Cet article explique comment les principaux services de transcription gèrent aujourd'hui la rétention (vérifié en juillet 2026), comment configurer la suppression en fonction de votre risque réel, et l'angle conformité sans les habituelles pirouettes.
Le problème de la conservation par défaut
Lorsque vous téléversez un audio vers un service de transcription, le comportement par défaut typique est le suivant :
- Audio conservé indéfiniment jusqu'à ce que vous le supprimiez
- Transcription conservée selon le même calendrier indéfini
- Sauvegardes dotées de leur propre fenêtre de rétention, souvent plus longue
- Métadonnées des tâches persistant aussi longtemps que les fichiers
Cela crée des problèmes que la plupart des utilisateurs remarquent trop tard.
La vie privée s'accumule avec le temps.
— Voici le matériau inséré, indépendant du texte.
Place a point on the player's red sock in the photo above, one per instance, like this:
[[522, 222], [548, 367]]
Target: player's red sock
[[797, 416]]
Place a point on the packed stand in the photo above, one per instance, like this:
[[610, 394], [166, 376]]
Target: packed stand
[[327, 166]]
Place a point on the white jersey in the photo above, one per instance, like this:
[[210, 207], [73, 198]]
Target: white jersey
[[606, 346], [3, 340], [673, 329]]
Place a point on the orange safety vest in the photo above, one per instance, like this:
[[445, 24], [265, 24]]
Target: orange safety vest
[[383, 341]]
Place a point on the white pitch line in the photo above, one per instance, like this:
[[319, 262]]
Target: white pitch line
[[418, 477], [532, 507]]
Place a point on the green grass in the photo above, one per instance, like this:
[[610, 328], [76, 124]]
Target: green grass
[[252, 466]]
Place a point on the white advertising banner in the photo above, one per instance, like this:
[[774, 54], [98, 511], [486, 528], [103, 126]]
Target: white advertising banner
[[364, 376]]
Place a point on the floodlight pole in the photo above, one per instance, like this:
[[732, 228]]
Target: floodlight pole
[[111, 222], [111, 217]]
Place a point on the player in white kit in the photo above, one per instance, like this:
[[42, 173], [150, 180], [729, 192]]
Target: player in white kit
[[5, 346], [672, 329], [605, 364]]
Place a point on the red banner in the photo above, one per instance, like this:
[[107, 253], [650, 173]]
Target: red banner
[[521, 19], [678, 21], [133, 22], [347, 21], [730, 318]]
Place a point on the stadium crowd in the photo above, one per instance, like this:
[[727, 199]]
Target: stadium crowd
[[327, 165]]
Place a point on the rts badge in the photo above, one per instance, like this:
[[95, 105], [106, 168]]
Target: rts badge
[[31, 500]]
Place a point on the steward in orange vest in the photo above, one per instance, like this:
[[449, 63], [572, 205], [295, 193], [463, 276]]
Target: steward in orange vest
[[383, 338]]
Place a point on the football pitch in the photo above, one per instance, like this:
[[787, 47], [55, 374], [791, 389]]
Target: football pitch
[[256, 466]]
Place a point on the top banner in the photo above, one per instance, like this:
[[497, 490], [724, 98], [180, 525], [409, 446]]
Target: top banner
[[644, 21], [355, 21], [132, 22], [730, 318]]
Après un an de téléversements hebdomadaires, vous avez plus de 50 enregistrements contenant des propos tenus en toute confiance. Chacun représente une exposition potentielle en cas de fuite de données ou de demande judiciaire de production de pièces.
L'article 5, paragraphe 1, point e) du RGPD exige explicitement la limitation de la conservation. Le règlement stipule que les données personnelles doivent être « conservées sous une forme permettant l'identification des personnes concernées pendant une durée n'excédant pas celle nécessaire au regard des finalités pour lesquelles elles sont traitées ». Un stockage illimité assorti d'un nettoyage manuel ne satisfait pas à cette exigence. Il vous faut une durée de rétention définie, documentée et appliquée.
L'impact d'une fuite est proportionnel aux données détenues. Un fournisseur qui conserve trois ans d'audio de chaque client expose bien davantage en cas d'incident qu'un fournisseur qui n'en conserve que trente jours.
La suppression automatique répond à ces trois problèmes en transformant la rétention en paramètre par défaut plutôt qu'en corvée manuelle.
Comment fonctionne réellement la rétention chez les principaux services
Le tableau ci-dessous résume le comportement par défaut de chaque service et le contrôle dont vous disposez, d'après la documentation des fournisseurs consultée en juillet 2026.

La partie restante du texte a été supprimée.